The play was set to begin previews at a theatre on the first of June, two days before my eighteenth birthday, and would run through the middle of July. Six weeks plus rehearsal time was all the World producers would give you in New York. They’d constructed a special set and geared the plot toward your joining the conflicted Father Brody in the monastery. The controlled environment would save you both from animal passion. If that didn’t work, Father Brody was going to leave the priesthood.
>
As soon as I could I ordered a ticket to the first performance with my credit card and went into the city to check out the theatre, hoping I might run into you. There was another play up, and the lady at the box office told me nobody rehearsed in the same place they were going to perform. Bad luck or something.The night of the show, I drove into the city and parked my car in a garage across the street from the theatre. Having an hour to kill, I dropped into a diner with pink neon stars in the window, sat down at the counter, and ordered a cup of coffee, which tasted like motor oil. I opened four packs of sugar and mixed them with the grainy liquid. An old man next to me dribbled pea soup down his chin and mumbled into his bowl, “… It’s a hoax … blah, blah, romantic love, who cares? … Nothing to be so damn proud of …” I turned away from him, trying to concentrate on the specials scrawled on a blackboard in front of me. But it was hard. He was loud and, from what I could tell, drunk. He’d had it up to here with love. I brushed the side of my parachute pants, the pair I always wore into the city, checking for my gun.

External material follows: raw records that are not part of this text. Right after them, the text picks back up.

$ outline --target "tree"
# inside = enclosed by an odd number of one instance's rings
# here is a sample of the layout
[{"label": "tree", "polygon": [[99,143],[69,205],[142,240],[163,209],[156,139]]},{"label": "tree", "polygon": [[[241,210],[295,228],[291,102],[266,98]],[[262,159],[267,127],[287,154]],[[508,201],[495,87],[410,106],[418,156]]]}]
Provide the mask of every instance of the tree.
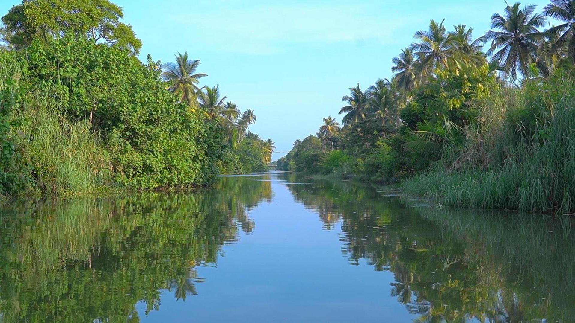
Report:
[{"label": "tree", "polygon": [[454,52],[457,49],[453,35],[448,33],[443,22],[431,20],[429,30],[419,30],[414,37],[419,42],[412,44],[409,49],[417,57],[419,71],[423,77],[436,68],[458,68],[459,62]]},{"label": "tree", "polygon": [[339,110],[339,114],[346,114],[342,120],[344,124],[351,124],[365,119],[369,108],[369,94],[362,91],[359,84],[355,87],[350,88],[350,95],[344,95],[342,101],[348,104]]},{"label": "tree", "polygon": [[397,114],[397,94],[392,84],[386,79],[379,79],[367,89],[370,94],[371,106],[375,111],[375,116],[381,124],[396,127],[399,124]]},{"label": "tree", "polygon": [[330,115],[324,118],[324,124],[320,127],[320,134],[324,137],[329,137],[335,135],[340,129],[339,123]]},{"label": "tree", "polygon": [[120,22],[122,9],[108,0],[24,0],[2,17],[2,40],[18,49],[37,38],[66,34],[103,41],[137,54],[141,41],[132,26]]},{"label": "tree", "polygon": [[198,87],[200,79],[207,76],[207,74],[196,73],[200,60],[191,60],[187,57],[187,52],[183,55],[178,53],[174,55],[176,62],[166,63],[162,76],[164,80],[170,82],[170,91],[180,96],[180,101],[186,102],[189,106],[195,104],[197,93],[200,91]]},{"label": "tree", "polygon": [[392,67],[392,72],[397,72],[393,79],[399,88],[409,92],[417,86],[415,59],[411,49],[402,49],[399,57],[393,57],[392,61],[395,64]]},{"label": "tree", "polygon": [[467,28],[465,25],[454,26],[455,30],[449,32],[453,38],[457,55],[467,63],[484,64],[486,63],[485,55],[481,52],[483,48],[483,38],[473,39],[473,29]]},{"label": "tree", "polygon": [[543,9],[543,13],[565,22],[565,24],[551,28],[549,31],[561,34],[553,44],[554,49],[557,50],[566,45],[568,56],[572,63],[575,63],[575,1],[551,0],[551,3]]},{"label": "tree", "polygon": [[222,113],[225,110],[224,102],[227,97],[221,96],[218,85],[205,87],[198,92],[198,103],[200,107],[204,109],[212,119],[222,116]]},{"label": "tree", "polygon": [[[516,80],[518,74],[528,75],[529,67],[537,50],[537,41],[542,33],[537,29],[543,25],[545,17],[534,13],[535,6],[529,5],[519,9],[520,3],[508,5],[503,15],[491,17],[491,28],[484,36],[491,40],[488,55],[491,61],[500,66],[507,76]],[[493,30],[495,29],[496,30]]]},{"label": "tree", "polygon": [[271,162],[271,154],[274,153],[275,143],[271,139],[268,139],[266,141],[262,141],[262,155],[263,162],[266,164]]},{"label": "tree", "polygon": [[237,108],[237,106],[232,102],[226,102],[224,106],[224,110],[221,111],[221,116],[230,122],[233,122],[241,114],[240,110]]}]

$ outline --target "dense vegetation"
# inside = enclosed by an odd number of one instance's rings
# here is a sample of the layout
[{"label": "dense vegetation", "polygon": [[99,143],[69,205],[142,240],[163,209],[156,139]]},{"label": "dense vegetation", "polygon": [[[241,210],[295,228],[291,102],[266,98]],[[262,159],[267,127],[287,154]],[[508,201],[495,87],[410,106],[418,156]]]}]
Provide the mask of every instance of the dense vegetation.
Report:
[{"label": "dense vegetation", "polygon": [[0,196],[213,183],[264,169],[255,120],[199,87],[200,64],[162,65],[108,0],[23,1],[0,35]]},{"label": "dense vegetation", "polygon": [[341,224],[350,264],[393,273],[388,293],[415,322],[572,321],[569,217],[411,207],[368,185],[283,176],[313,181],[287,186],[325,228]]},{"label": "dense vegetation", "polygon": [[[391,80],[350,89],[343,127],[324,119],[278,168],[407,178],[405,192],[443,205],[575,212],[575,1],[535,10],[508,5],[477,39],[431,21]],[[559,24],[543,30],[547,17]]]},{"label": "dense vegetation", "polygon": [[215,266],[240,231],[253,230],[248,210],[271,198],[269,182],[228,180],[185,194],[3,208],[2,322],[138,322],[140,302],[147,314],[164,293],[184,301],[197,295],[202,268]]}]

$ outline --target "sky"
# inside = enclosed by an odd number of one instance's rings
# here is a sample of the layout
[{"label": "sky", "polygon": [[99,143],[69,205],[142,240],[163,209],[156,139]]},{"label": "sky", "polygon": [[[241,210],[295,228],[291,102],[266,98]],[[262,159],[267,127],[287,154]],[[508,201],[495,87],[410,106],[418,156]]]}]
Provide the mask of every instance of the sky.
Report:
[{"label": "sky", "polygon": [[[140,59],[174,61],[187,52],[240,110],[254,110],[250,130],[271,138],[276,151],[316,133],[323,119],[338,114],[342,97],[359,84],[366,88],[390,78],[392,59],[413,41],[431,19],[448,29],[464,24],[474,37],[489,28],[504,0],[208,1],[112,0],[124,10],[143,45]],[[524,3],[538,6],[549,1]],[[0,13],[16,0],[0,1]],[[511,2],[510,2],[511,3]],[[274,159],[285,155],[274,154]]]}]

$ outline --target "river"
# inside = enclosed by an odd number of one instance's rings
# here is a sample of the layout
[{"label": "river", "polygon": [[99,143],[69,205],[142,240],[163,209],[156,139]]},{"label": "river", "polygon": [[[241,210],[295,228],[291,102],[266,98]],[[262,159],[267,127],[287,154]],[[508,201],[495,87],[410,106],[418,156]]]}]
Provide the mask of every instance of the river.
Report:
[{"label": "river", "polygon": [[0,322],[571,322],[569,217],[272,172],[2,209]]}]

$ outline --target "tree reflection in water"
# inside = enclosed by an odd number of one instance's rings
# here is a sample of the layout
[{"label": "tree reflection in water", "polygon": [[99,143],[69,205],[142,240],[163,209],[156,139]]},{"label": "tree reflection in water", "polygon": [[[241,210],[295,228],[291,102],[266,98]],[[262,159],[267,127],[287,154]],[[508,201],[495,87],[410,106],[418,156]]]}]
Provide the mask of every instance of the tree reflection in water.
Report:
[{"label": "tree reflection in water", "polygon": [[288,187],[325,228],[341,224],[351,264],[393,273],[390,295],[419,321],[575,317],[569,218],[412,207],[367,185],[282,177],[313,182]]}]

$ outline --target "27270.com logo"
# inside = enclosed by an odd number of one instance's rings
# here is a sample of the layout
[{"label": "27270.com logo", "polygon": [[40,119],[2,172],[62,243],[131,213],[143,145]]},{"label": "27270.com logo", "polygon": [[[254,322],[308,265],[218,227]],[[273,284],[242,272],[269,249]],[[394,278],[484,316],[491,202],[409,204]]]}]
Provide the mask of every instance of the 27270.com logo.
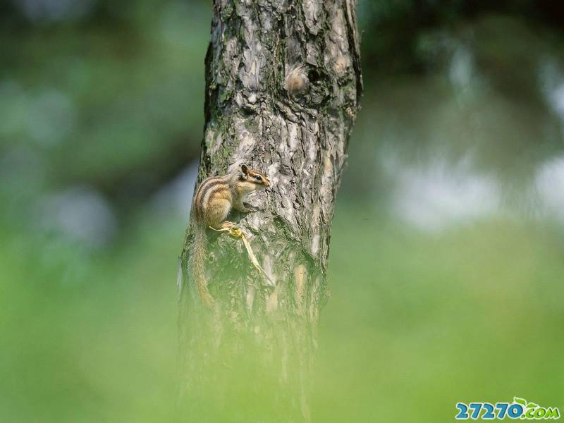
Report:
[{"label": "27270.com logo", "polygon": [[458,412],[455,416],[457,420],[467,419],[524,419],[527,420],[556,420],[560,419],[560,410],[556,407],[541,407],[527,400],[513,397],[513,403],[457,403]]}]

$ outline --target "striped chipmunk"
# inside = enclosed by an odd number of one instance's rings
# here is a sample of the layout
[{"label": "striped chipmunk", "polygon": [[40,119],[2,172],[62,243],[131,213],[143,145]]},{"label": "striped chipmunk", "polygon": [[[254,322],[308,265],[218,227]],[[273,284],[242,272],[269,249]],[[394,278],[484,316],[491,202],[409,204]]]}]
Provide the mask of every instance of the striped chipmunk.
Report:
[{"label": "striped chipmunk", "polygon": [[225,220],[231,209],[243,213],[256,210],[244,202],[247,196],[253,191],[269,186],[270,180],[264,174],[243,164],[224,176],[208,178],[196,190],[192,203],[195,238],[191,268],[200,299],[206,305],[214,304],[205,278],[204,264],[208,245],[206,229],[208,226],[216,231],[229,231],[235,228],[235,223]]}]

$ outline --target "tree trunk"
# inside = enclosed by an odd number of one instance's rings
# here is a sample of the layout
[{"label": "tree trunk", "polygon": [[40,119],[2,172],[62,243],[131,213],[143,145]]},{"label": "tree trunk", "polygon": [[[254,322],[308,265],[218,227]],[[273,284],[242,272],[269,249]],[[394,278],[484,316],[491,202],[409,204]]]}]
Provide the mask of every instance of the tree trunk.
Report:
[{"label": "tree trunk", "polygon": [[252,266],[240,239],[208,230],[215,305],[207,309],[190,280],[188,226],[180,398],[193,421],[309,420],[331,222],[362,90],[355,6],[214,1],[198,183],[243,163],[269,176],[271,188],[248,200],[260,211],[228,220],[274,283]]}]

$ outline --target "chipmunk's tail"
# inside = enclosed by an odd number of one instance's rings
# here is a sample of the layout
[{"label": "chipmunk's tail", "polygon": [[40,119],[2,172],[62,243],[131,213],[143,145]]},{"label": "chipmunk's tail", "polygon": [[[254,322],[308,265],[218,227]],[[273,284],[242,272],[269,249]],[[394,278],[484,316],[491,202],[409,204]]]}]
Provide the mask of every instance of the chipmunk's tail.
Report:
[{"label": "chipmunk's tail", "polygon": [[192,274],[200,298],[202,302],[211,307],[214,305],[214,299],[207,290],[206,281],[206,253],[207,252],[207,236],[204,228],[196,224],[194,243],[192,247]]}]

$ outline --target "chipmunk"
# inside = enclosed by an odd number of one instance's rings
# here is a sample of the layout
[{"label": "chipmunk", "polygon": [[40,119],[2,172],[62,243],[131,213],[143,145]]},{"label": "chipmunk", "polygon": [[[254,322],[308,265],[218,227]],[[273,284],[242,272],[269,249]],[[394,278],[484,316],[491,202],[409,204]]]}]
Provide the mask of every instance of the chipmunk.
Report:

A few years earlier, there was a man who carried a gun when he rode the subways. One day he shot four boys who he said were trying to rob him. A boy was partially paralyzed. The man was white, the boys black. The media took the man’s side, saying we had to be aware of menacing urban youth. People started talking about rising crime and violence. They were frustrated and afraid. Jack wanted Nancy to take a self-defense class. She came into the city a lot on her own and should be able to protect herself.
When I met Edie, about a year later, she said my father’s response had been racist. She said we had to beware of white people with guns. Before she got the life knocked out of her in Los Angeles. Nobody was safe anymore.
I remembered a joke Jack liked to tell:
What’s the difference between a Republican and a Democrat?
A Republican’s a Democrat who’s been mugged.